Does Reasoning Emerge? Probabilities of Causation in Large Language Models
Benchmarking “True” Reasoning
- The paper’s PN/PS trick-question setup is seen as clever but fragile: once benchmarks are public, future models can be tuned to them, “studying for the test” rather than developing robust reasoning.
- Some argue randomizing multiple‑choice options and question surface forms helps, but others note models can be retrained on randomized variants too.
- A few see causal-probability tests as a promising engineering metric for simple inference and counterfactual robustness, but the current tasks (short Boolean chains) are considered too narrow to capture complex reasoning.
Simulation vs Real Reasoning and Consciousness
- Several comments question whether there is any observable difference between “real” and “fake” reasoning; if outputs are sound and consistent, they ask, does the internal process matter?
- Others argue it does matter: models that game benchmarks without deeper cognition will fail unpredictably in novel settings.
- Long philosophical subthreads debate consciousness vs free will, simulation vs reality, and whether we could ever empirically distinguish “simulated” from “real” consciousness or reasoning.
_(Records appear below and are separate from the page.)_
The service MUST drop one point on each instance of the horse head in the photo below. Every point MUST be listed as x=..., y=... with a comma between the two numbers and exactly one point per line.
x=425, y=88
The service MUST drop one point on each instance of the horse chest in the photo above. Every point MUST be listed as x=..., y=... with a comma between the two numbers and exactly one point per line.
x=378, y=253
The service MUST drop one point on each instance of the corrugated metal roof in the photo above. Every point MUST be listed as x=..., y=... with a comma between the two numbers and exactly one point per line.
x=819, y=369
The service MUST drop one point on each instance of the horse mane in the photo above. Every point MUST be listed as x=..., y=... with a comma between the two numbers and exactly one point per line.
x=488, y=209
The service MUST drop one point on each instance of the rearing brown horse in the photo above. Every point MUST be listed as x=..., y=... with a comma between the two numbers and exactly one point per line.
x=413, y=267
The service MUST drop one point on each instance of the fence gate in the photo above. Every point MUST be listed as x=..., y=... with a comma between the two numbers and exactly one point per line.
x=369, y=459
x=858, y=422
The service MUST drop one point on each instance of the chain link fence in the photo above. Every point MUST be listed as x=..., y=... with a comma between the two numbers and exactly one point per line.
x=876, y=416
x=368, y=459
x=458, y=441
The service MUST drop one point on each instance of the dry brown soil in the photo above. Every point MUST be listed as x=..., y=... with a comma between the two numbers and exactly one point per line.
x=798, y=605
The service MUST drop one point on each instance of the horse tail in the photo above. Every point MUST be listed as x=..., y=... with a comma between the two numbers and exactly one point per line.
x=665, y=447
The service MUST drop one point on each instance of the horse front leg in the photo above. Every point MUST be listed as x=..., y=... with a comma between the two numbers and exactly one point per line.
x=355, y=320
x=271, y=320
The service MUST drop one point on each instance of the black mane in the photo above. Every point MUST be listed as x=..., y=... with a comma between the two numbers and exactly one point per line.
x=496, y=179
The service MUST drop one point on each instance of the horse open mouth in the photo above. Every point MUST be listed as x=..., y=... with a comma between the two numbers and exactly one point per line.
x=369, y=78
Pattern Matching, Abstraction, and Causality
- Many see LLMs as powerful pattern matchers that interpolate between seen examples but struggle with symbolic abstraction, counterfactuals, and transferring reasoning across domains.
- The paper’s low tolerance for counterfactual errors is interpreted by some as evidence of an architectural ceiling for reasoning in current LLMs.
- Others note humans also rely heavily on pattern matching and are easily fooled by classic trick problems, though humans can usually “move up a level” and correct themselves when prompted.
Human vs LLM Intelligence
- Debate centers on whether exam performance (coding, legal, medical) implies comparable “general intelligence.”
- Pro‑LLM side: models outperform many humans on standardized tests and can tackle a huge breadth of tasks.
- Skeptical side: humans exhibit robust reasoning in novel, embodied, low‑data contexts (e.g., driving, spatial navigation, everyday planning) where LLMs fail or need massive training.
- Differences in architecture are emphasized: brains support continuous online learning, long‑term attention, exploration, and rich sensory grounding; transformers mostly process token streams.
Practical Utility and ROI
- Several comments claim current AI shows disappointing return on investment at scale and lacks “real” reasoning power; others counter that there is already substantial value in narrow, low‑/medium‑stakes tasks.
- There is broad agreement that marketing has oversold “AGI‑like” capabilities relative to what LLMs actually deliver.
Architecture, Agents, and Future Directions
- Some argue that true reasoning will require loops, sub‑systems, internal monitoring, and multi‑step planning (e.g., agent frameworks, “Id/Ego/Superego” style decompositions).
- Others think scale and better training alone may continue to improve apparent reasoning, but there is no consensus on whether that will reach human‑level abstraction.